Dealing with bank charges
The debate in Parliament last week between Finance Minister Dr Nigel Clarke and Mr Fitz Jackson and Ms Lisa Hanna of the Opposition over the contentious issue of bank charges unfortunately turned into an acrimonious exchange with beards worn-out policies and an unfounded accusation of gender bias.
Although Ms Hanna did not name the National Commercial Bank (NCB) in her claim that a bank has a net income of over $78 billion, it later became clear that the NCB was the subject of her comment. .
Worth noting, however, is the fact that NCB made about $20 billion in net profit last year, and while the bank made more in some years, it was nothing close to $78 billion.
That $20 billion represents less than 9% return on equity and just over 1% return on its assets, which are admittedly significant at $1.9 trillion. Additionally, NCB Group is a bank holding company, making money in many countries across many non-banking businesses, with much of its assets based overseas in Bermuda, Trinidad and elsewhere in the Caribbean. , much of this money is neither made in Jamaica nor banked.
It is indisputable that the failed policies of the FINSAC era have reduced the number of banks to a tightly knit oligopoly capable of fixing interest rates and even the exchange rate.
However, since 2016 the government has commendably reversed this costly policy mistake by granting new banking licenses and dramatically reducing interest rates on public debt.
In addition, after the two debt swaps, banks, in line with global trends, have moved away from the old net interest income model to a fee model, which can be very annoying for businesses and consumers. Indeed, in some cases, these changes go against our vision of fairness.

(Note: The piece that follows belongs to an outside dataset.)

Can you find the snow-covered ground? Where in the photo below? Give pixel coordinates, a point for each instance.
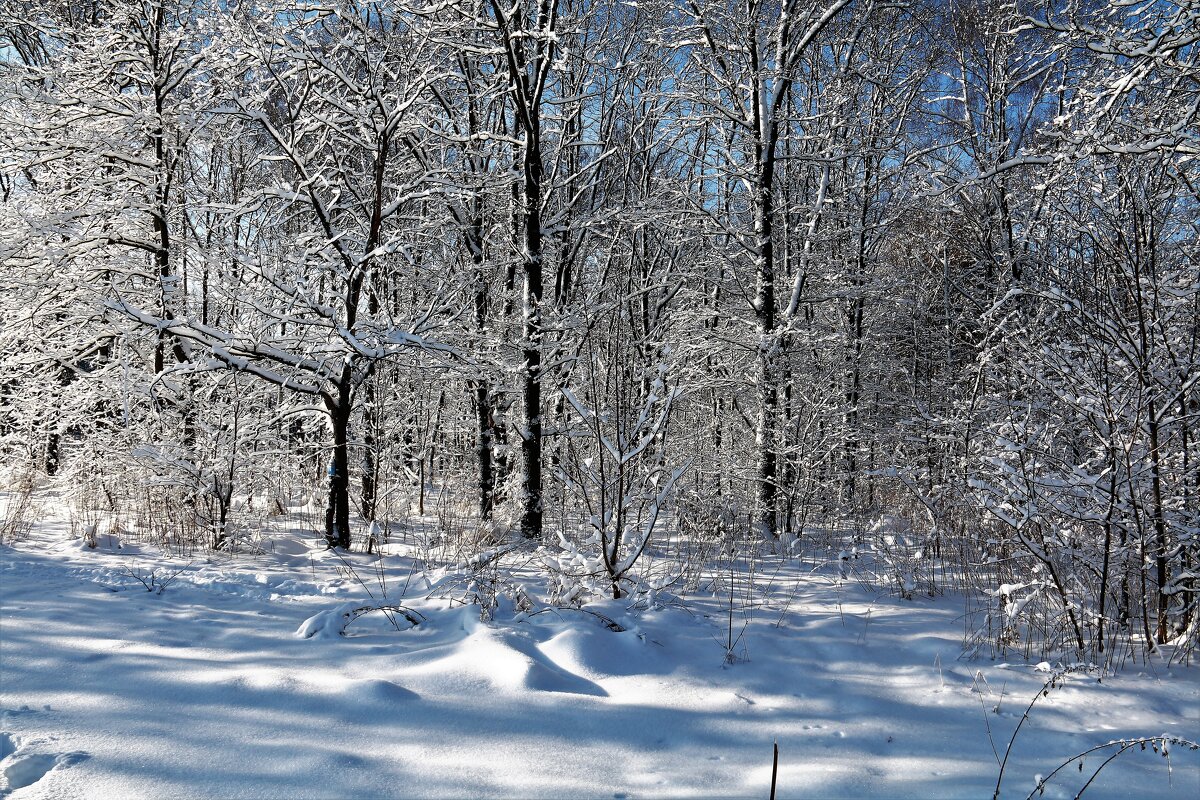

It seems that there is now a general acceptance that the real competition between commercial banks on lending rates has made them more dependent on fees. However, a comparison of fees in Jamaica with those of the rest of the region shows that this is not just a Jamaican phenomenon.
Macroeconomic stability, combined with the granting of new banking licenses, has created a highly competitive market as banks have been so reluctant to raise interest rates that the spread over the policy rate has narrowed. In some cases, it is below 3%, a level comparable to developed economies and never seen before in Jamaica.
What is needed now to fix the fee problem is more competition. There is therefore a role for public policy, starting with giving back to the Consumer Affairs Commission, for example, the task of examining and publishing the various fees charged by banks. This, we believe, can be combined with a more aggressive promotion of the adoption of various new fintech technologies by the Bank of Jamaica.
With proper verification of national identity, transaction fees could be reduced through competition to truly serve the poor and underserved informal sector.
How to achieve such an outcome would certainly deserve debate, rather than tired regulatory approaches, which should only be a last resort.